Callaway Clifton W, Menegazzi James J
University of Pittsburgh, School of Medicine, Pittsburgh, Pennsylvania 15213, USA.
Curr Opin Crit Care. 2005 Jun;11(3):192-9. doi: 10.1097/01.ccx.0000161725.71211.42.
Ventricular fibrillation occurs during many cases of cardiac arrest and is treated with rescue shocks. Coarse ventricular fibrillation occurs earlier after the onset of cardiac arrest and is more likely to be converted to an organized rhythm with pulses by rescue shocks. Less organized or fine ventricular fibrillation occurs later, has less power concentrated within narrow frequency bands and lower amplitude, and is less likely to be converted to an organized rhythm by rescue shocks. Quantitative analysis of the ventricular fibrillation waveform may distinguish coarse ventricular fibrillation from fine ventricular fibrillation, allowing more appropriate delivery of rescue shocks.
A variety of studies in animals and humans indicate that there is underlying structure within the ventricular fibrillation waveform. Highly organized or coarse ventricular fibrillation is characterized by large power contributions from a few component frequencies and higher amplitude. Amplitude, decomposition into power spectra, or probability-based, nonlinear measures all can quantify the organization of human ventricular fibrillation waveforms. Clinical data have accumulated that these quantitative measures, or combinations of these measures, can predict the likelihood of rescue shock success, restoration of circulation, and survival to hospital discharge.

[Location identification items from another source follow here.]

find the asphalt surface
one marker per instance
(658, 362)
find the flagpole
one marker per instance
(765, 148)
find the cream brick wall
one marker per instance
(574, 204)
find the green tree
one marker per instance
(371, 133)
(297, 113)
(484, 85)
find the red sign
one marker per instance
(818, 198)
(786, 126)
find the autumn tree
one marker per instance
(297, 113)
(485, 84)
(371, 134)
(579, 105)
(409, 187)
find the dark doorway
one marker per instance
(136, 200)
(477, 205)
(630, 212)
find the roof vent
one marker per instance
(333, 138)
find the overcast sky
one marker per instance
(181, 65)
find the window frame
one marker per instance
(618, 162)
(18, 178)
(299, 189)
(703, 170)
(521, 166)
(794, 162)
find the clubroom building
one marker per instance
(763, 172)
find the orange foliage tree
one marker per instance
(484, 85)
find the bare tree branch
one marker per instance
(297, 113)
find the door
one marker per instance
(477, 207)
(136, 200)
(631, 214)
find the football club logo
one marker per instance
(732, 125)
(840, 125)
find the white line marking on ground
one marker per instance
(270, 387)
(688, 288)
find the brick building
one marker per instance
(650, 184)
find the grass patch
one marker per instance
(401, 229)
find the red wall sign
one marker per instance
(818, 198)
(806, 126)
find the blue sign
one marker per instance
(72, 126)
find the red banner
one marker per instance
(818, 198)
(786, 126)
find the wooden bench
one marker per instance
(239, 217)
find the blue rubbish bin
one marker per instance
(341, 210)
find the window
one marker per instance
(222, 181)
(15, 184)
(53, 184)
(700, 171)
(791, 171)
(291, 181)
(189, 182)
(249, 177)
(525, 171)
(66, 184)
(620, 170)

Many quantitative ventricular fibrillation measures could be implemented in current generations of monitors/defibrillators to assist the timing of rescue shocks during clinical care. Emerging data suggest that a period of chest compressions or reperfusion can increase the likelihood of successful defibrillation. Therefore, waveform-based prediction of defibrillation success could reduce the delivery of failed rescue shocks.
心室颤动在许多心脏骤停病例中都会发生,需通过电击除颤进行治疗。粗颤在心脏骤停发作后较早出现,更有可能通过电击除颤转变为有脉搏的有组织节律。组织性较差的细颤出现较晚,在窄频带内集中的能量较少且振幅较低,通过电击除颤转变为有组织节律的可能性较小。对心室颤动波形进行定量分析可区分粗颤和细颤,从而更合理地进行电击除颤。
多项针对动物和人类的研究表明,心室颤动波形具有潜在结构。高度有组织或粗颤的特征是少数几个频率成分贡献的能量较大且振幅较高。振幅、功率谱分解或基于概率的非线性测量均可量化人类心室颤动波形的组织性。临床数据表明,这些定量测量或其组合能够预测电击除颤成功、恢复循环以及存活至出院的可能性。
当前一代的监护仪/除颤器可采用多种心室颤动定量测量方法,以辅助临床护理中电击除颤的时机选择。新出现的数据表明,一段时间的胸外按压或再灌注可增加除颤成功的可能性。因此,基于波形预测除颤成功可减少无效电击除颤的次数。